Real Live Action

Ought

with Dada Plan
September 29 @ Media Club

Real Live Recap by Missy Martin


Ought || Photo by Jensen Gifford
Ought || Photo by Jensen Gifford

Stepping into the Media Club on September 29 felt like setting foot into a warped reality. The bands on the bill, Dada Plan and Ought, are known for painting abstract pictures that upset social norms through their use of dystopian imagery, ritualistic chants, and lyricism that challenges the status quo.

“I think we might have just been abducted by aliens carrying guitars,” questioned one awestruck voice as openers Dada Plan took to the stage.

Dada Plan || Photo by Jensen Gifford
Dada Plan || Photo by Jensen Gifford

It was an astute observation. The surrealist dreamers gripped the crowd from the first chords of the haunted, oblique textures surrounding “Vaguely Mystical” to their groovy, conga driven rendition of Leonard Cohen’s “There Is A War.” Bouncing between a retro drum machine and reverb drenched guitar, frontman Malcolm Biddle led the audience through a series of psychotropic, introspective pieces that reflected on the band’s self-expressed dystopic aesthetic. Combined with their whirling synths and roaming vocals, the group exuded a hypnotic, visceral quality that left the Media Club in a trance, even though they left me unsure if they were even from this planet.

Ought, who formed in the wake of the 2012 McGill student protests against tuition hikes, first came together to reflect and give voice to the movement. The art-punk quartet have since continued in the same vein: constructing anxious, angular riffs to showcase lyricism that challenges authority and plays with duality.

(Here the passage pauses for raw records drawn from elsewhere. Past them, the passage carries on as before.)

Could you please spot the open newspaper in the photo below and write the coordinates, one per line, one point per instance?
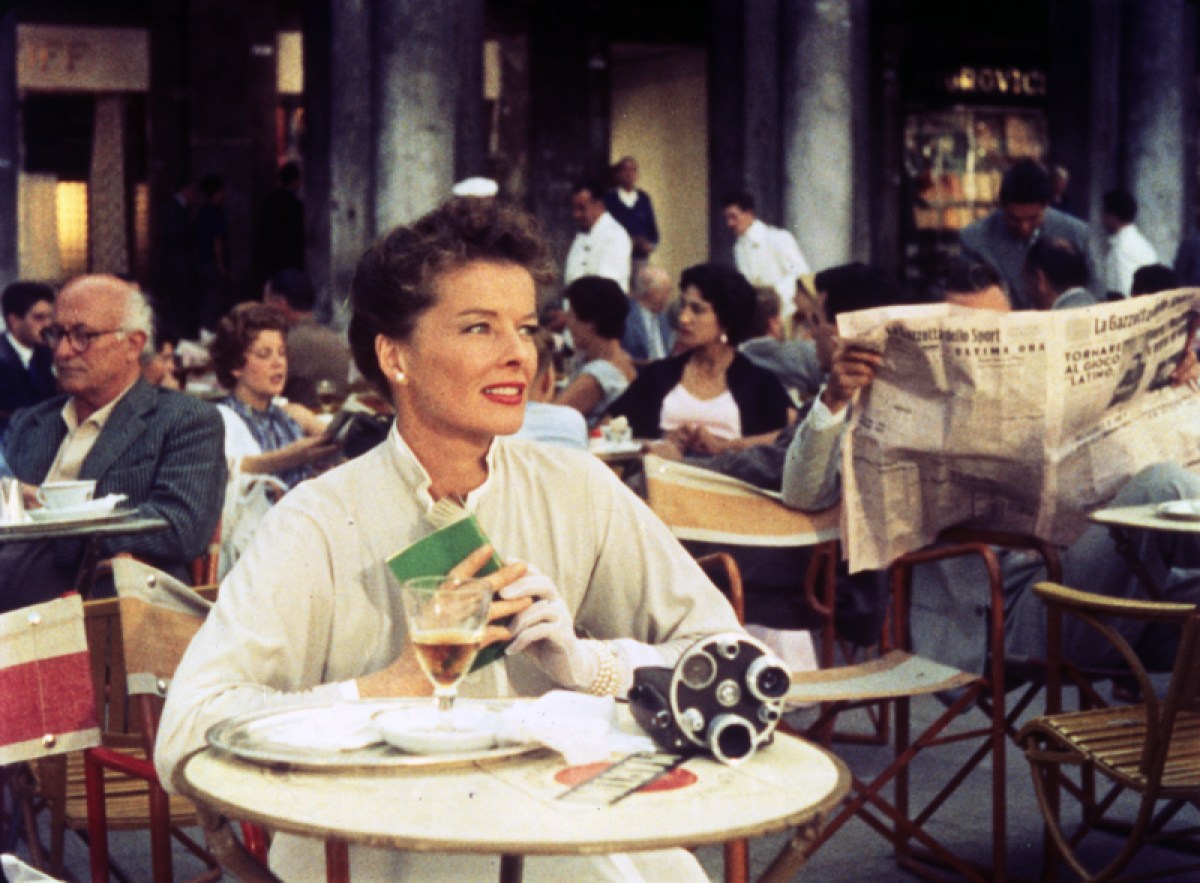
(1018, 421)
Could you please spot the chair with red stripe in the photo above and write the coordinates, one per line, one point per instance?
(136, 642)
(48, 708)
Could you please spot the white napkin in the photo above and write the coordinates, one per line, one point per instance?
(342, 727)
(582, 728)
(17, 871)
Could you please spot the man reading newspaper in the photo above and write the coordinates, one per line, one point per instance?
(1021, 421)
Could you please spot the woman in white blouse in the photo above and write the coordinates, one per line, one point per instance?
(711, 398)
(443, 316)
(595, 317)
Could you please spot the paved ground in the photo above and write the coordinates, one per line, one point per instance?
(856, 853)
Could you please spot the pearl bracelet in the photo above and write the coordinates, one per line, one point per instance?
(609, 671)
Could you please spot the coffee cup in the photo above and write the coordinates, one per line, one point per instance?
(65, 494)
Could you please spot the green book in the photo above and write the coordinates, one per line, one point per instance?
(441, 551)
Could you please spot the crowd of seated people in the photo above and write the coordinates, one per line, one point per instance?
(595, 319)
(262, 436)
(709, 397)
(546, 420)
(443, 320)
(444, 325)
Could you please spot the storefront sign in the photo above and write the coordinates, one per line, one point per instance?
(996, 80)
(83, 59)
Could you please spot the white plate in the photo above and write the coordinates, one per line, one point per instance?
(598, 445)
(91, 509)
(270, 738)
(1185, 510)
(425, 731)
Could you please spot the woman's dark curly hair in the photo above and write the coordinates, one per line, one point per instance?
(730, 295)
(600, 301)
(237, 334)
(395, 280)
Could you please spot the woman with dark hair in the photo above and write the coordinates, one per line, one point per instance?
(443, 319)
(250, 360)
(711, 398)
(595, 317)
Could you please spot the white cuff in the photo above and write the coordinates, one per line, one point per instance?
(821, 418)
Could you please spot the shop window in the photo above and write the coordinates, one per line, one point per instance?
(71, 205)
(954, 161)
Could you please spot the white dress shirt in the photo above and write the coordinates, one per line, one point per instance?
(606, 250)
(1128, 250)
(769, 257)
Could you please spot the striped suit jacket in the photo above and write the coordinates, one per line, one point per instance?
(162, 449)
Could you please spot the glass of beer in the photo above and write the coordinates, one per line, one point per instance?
(447, 618)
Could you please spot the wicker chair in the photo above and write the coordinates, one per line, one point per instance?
(1151, 749)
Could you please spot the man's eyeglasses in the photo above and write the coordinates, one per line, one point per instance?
(79, 336)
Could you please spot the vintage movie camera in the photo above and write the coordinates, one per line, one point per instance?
(725, 696)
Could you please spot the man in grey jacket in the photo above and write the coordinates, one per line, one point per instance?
(161, 449)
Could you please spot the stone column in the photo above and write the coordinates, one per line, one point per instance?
(106, 188)
(826, 96)
(568, 110)
(744, 112)
(232, 122)
(1083, 104)
(339, 169)
(10, 148)
(167, 144)
(1158, 116)
(417, 83)
(471, 116)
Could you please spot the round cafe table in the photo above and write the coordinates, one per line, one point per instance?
(513, 808)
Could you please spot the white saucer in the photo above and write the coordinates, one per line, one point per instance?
(91, 509)
(423, 731)
(1185, 510)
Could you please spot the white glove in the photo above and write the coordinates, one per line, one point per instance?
(546, 631)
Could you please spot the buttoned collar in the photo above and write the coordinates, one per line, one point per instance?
(415, 473)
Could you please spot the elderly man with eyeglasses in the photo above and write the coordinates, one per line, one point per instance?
(161, 449)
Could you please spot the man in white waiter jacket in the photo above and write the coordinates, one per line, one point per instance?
(601, 247)
(1127, 247)
(766, 256)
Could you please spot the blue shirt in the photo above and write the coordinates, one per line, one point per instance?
(273, 430)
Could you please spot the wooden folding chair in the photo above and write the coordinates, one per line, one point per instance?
(897, 678)
(48, 708)
(157, 618)
(705, 506)
(1151, 749)
(114, 786)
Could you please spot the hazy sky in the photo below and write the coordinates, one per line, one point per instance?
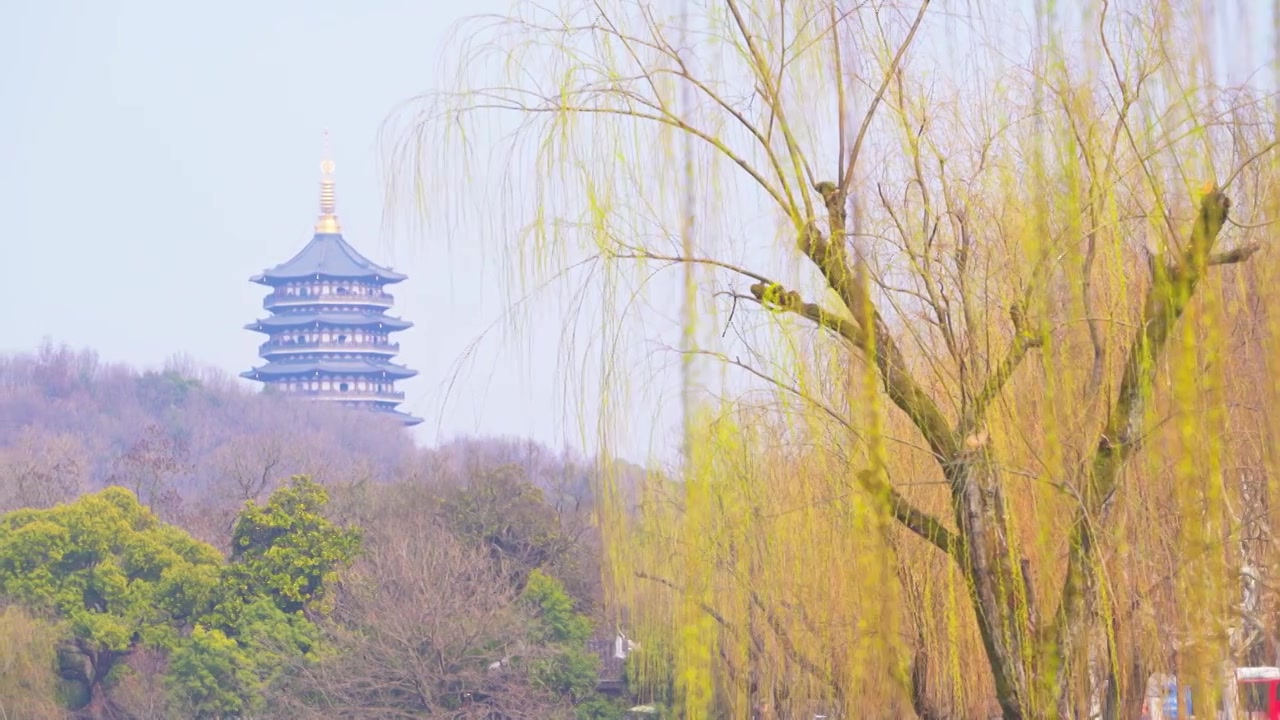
(158, 154)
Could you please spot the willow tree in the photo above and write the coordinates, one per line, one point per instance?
(973, 256)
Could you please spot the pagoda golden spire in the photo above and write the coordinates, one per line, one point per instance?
(328, 222)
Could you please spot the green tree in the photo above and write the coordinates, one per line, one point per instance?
(287, 550)
(219, 673)
(113, 572)
(570, 669)
(973, 272)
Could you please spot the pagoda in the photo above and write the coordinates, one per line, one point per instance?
(328, 336)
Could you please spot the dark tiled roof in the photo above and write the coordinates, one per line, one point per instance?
(403, 417)
(337, 367)
(337, 319)
(328, 255)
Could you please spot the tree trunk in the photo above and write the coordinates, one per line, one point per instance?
(995, 583)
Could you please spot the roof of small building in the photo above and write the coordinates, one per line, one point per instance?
(402, 417)
(289, 368)
(327, 318)
(330, 256)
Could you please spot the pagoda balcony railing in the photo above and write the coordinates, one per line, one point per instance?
(350, 395)
(278, 347)
(284, 300)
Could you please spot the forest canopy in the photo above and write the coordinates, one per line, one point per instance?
(970, 309)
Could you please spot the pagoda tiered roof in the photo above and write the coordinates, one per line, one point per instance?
(309, 367)
(323, 361)
(305, 319)
(328, 255)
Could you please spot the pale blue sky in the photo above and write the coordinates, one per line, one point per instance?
(158, 154)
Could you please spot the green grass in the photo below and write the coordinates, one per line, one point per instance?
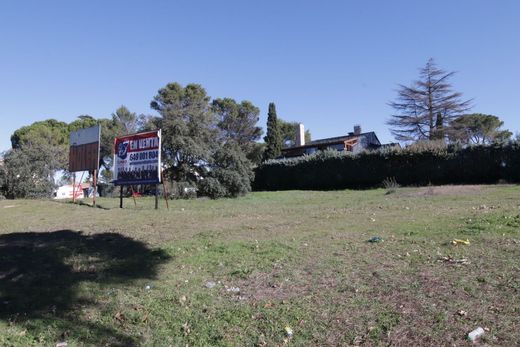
(137, 276)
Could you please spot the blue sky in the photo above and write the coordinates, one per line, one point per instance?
(327, 64)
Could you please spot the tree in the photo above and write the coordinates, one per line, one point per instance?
(288, 132)
(273, 138)
(189, 129)
(48, 132)
(230, 175)
(425, 107)
(237, 122)
(126, 120)
(478, 128)
(28, 171)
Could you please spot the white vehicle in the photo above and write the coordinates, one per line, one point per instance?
(66, 192)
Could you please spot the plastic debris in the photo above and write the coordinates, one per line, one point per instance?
(210, 284)
(476, 334)
(460, 242)
(451, 260)
(235, 290)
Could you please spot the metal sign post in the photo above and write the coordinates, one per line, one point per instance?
(137, 160)
(84, 152)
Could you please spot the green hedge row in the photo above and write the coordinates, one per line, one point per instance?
(448, 165)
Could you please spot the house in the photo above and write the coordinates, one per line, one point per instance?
(354, 142)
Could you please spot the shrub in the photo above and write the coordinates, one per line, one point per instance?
(391, 185)
(417, 165)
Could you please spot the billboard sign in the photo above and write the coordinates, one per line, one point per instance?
(137, 158)
(84, 149)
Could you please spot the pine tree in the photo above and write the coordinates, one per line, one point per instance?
(273, 138)
(418, 106)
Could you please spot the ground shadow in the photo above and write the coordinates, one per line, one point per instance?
(40, 272)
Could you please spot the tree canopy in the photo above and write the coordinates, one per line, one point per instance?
(238, 124)
(288, 132)
(189, 131)
(423, 109)
(478, 128)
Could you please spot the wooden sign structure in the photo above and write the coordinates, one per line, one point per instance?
(84, 155)
(137, 160)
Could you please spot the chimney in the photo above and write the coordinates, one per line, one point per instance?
(300, 135)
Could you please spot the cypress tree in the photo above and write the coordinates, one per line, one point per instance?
(273, 137)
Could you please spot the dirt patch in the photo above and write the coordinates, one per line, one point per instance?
(448, 190)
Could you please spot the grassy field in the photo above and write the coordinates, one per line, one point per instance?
(238, 272)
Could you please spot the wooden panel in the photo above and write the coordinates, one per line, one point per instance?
(84, 157)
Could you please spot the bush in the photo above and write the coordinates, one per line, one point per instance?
(229, 176)
(421, 164)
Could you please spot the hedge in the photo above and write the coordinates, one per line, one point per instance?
(409, 167)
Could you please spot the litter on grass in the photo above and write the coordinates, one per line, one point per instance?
(210, 284)
(476, 334)
(451, 260)
(457, 242)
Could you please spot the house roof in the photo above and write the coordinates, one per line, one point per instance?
(332, 140)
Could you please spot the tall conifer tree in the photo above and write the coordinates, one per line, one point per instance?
(273, 138)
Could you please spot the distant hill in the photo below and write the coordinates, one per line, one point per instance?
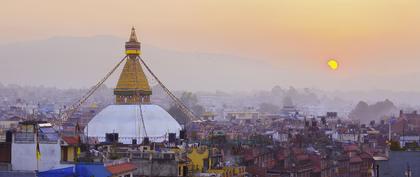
(75, 62)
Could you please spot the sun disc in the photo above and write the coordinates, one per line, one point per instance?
(333, 64)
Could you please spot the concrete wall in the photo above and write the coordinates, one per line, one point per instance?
(24, 156)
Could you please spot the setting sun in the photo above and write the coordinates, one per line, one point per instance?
(333, 64)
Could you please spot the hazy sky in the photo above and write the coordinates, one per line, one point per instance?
(374, 40)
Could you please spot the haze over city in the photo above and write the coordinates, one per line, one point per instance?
(252, 45)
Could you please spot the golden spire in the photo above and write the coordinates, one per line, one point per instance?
(132, 86)
(133, 36)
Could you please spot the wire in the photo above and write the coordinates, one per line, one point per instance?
(74, 107)
(178, 102)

Ought || Photo by Jensen Gifford
Ought || Photo by Jensen Gifford

On tour to promote their debut album More Than Any Other Day, the band brought an unexpected level of strung-out urgency to their live act that wasn’t present in their recorded work. Instead, Ought came out roaring with a noisier, bolder, and fuller sound thanks to drawn out instrumentals that built up a tense, twitching atmosphere. Their show was marked with this constant ascent towards a discordant uneasiness, a trait that would continue to rise until reaching an almost unbearable level, until finally crashing into a frenzied, blitzed out release anchored in Tim Beeler’s frantic chants and Tim Keen’s panic attack drumming.

By the time crowd favourite “Habit” rolled around, Ought were performing with such a level of intensity, I couldn’t tell whether I had just witnessed a revered offering or a total breakdown on stage. Either way, by the time they howled out their last track, Ought left the crowd completely under their spell.

As I exited the Media Club, I realized I’d left this show a little bit more warped than I had been coming in.